De plus, la présence ici de catharsis, purgation des passions, est également importante: elle rappelle que tout homme peut, peu importe son époque, être touché par ses mêmes maux que sont l’hybris, la colère excessive et l’inceste, la catharsis va ici dissuader tout homme de se laisser tenter. Ce mythe antique a donc toujours un rôle moralisateur de nos jours.
Enfin, bien que l’on n’ait pas vu l’enfant grandir, on l’a vu naître, avec le bébé de l’Italie contemporaine et on l’a vu « mourir » (se crever les yeux, s’abandonner au destin, subir le poids de la fatalité) dans la partie mythique. Le thème de la vie est donc bien développé dans le film. On voit que, quoi qu’il en soit, la vie fini toujours par ramener Œdipe vers sa destinée : il revient, à de nombreuses reprises, sur ses pas, notamment lors de la scène du meurtre de Laïos ou même avec le retour au pré à la fin du film. Cette schématisation cyclique de la vie, « La vie se termine là où elle a commencé », accentue la tragédie : Œdipe ne cesse de revivre les mêmes événements, il passe sans arrêt de la joie à la plus profonde tristesse, comme un pantin manipulé par les dieux. Pourtant la question de la liberté de l’homme est également traitée: « Tout est clair, décidé et non imposé par le destin ». Œdipe est prêt à tout pour garder sa dignité d’homme, jusqu’à revendiquer toute la faute alors qu’en réalité il paie aussi les faute de sa lignée.
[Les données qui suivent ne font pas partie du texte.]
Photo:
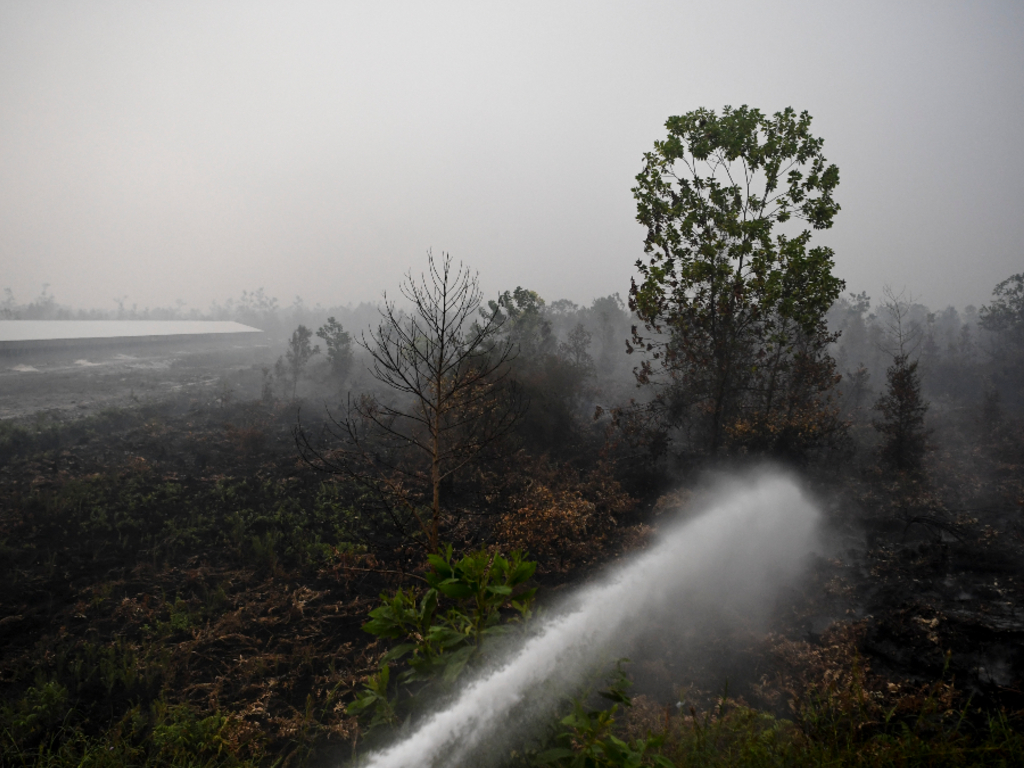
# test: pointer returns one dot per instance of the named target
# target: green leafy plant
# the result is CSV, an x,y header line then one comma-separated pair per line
x,y
586,737
441,630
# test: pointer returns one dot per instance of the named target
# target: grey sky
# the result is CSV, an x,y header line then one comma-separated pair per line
x,y
165,151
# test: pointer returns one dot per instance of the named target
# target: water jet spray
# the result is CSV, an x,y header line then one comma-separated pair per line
x,y
753,537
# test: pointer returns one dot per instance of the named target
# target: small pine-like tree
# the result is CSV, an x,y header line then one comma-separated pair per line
x,y
298,354
902,422
339,346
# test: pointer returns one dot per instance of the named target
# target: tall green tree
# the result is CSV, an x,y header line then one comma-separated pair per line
x,y
298,354
731,294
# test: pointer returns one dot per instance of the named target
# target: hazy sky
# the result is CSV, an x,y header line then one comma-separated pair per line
x,y
174,150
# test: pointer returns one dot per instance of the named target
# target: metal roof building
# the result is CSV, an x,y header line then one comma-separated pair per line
x,y
20,337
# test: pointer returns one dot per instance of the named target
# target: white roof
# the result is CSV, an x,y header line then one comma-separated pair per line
x,y
50,330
La question du bonheur va alors être soulevée : Œdipe n’atteint jamais le bonheur. Son arrivée à Thèbes lui procure et lui ôte à la fois son statut : de héros il devient exilé.

Ainsi le fait qu’il n’y ait pas de repères temporels ni dans la pièce ni dans le film montre bien que les mythes sont universels et que peu importe l’époque ils permettent de traiter de thèmes eux-mêmes universels.

Conclusion

Ainsi l’atemporalité omniprésente dans la pièce de Sophocle et dans le film de Pasolini qui apparaît au travers de l’absence totale de repère temporel et par une narration intemporelle est révélateur du caractère universel du mythe d’Œdipe, une universalité qui elle-même participe à la création de cette atemporalité. Ainsi Sophocle tout comme Pasolini use de cette atemporalité pour attirer l’attention du lecteur et du spectateur uniquement sur les actions et les thèmes pour qu’il puisse plus facilement accède au mythe, s’approprier l’histoire et s’identifier aux personnages. L’atemporalité est donc bien ici essentiellement utiliser à des fins pratiques.